Individuals with multiple disabilities (cerebral palsy, visual impairment, cognitive impairment, autism, hearing impairment, etc.) are at great risk from developing reliance on others to interact with the world around them. They learn to be a passive rather than active participant, waiting for adults to provide activity rather than seeking it out on their own. Children and adults with special needs often develop stereotypical or aggressive behaviors in order to communicate with others or cope within the environments in which they are placed. Active Learning recognizes that every child/adult with special needs is unique. The programming and intervention for facilitating learning must reflect this individuality.

Active Learning emphasizes creating a developmentally appropriate and enriched environment so that children and adults with multiple special needs become active learners.
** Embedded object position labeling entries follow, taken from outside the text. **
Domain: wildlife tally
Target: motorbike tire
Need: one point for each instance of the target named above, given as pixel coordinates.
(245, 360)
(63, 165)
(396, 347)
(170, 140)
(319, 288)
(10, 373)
Dr. Nielsen's Active Learning approach addresses the breakdowns that can occur at the earliest stages of development due to an individual's inability to access the world because of disabilities including visual impairment, cerebral palsy, cognitive disabilities, hearing impairment, autism and other disabilities.

=="Little Room"==
One of her most famous ideas is that of the "little room." This is a box that is laid over a blind or severely disabled child that has toys and other stimuli hanging from it. The child can then explore and play with the toys. Most will vocalize, even for the first time, due to the superior acoustics of the Little Room. As Nielsen wrote: "The purpose of the 'Little Room' is to facilitate blind children's achievement of spatial relations and reaching behaviour, but it can also be of considerable help for sighted low functioning children."
| Child in "Little room" | |

=="HOPSA-dress"==

The HOPSA-dress provides vertical orientation, without the need for weightbearing, to children with multiple disabilities. Items with interesting textures can be placed near the feet for tactile stimulation. Later, the pulley system can be adjusted so that the child can bear weight gradually, at their own pace.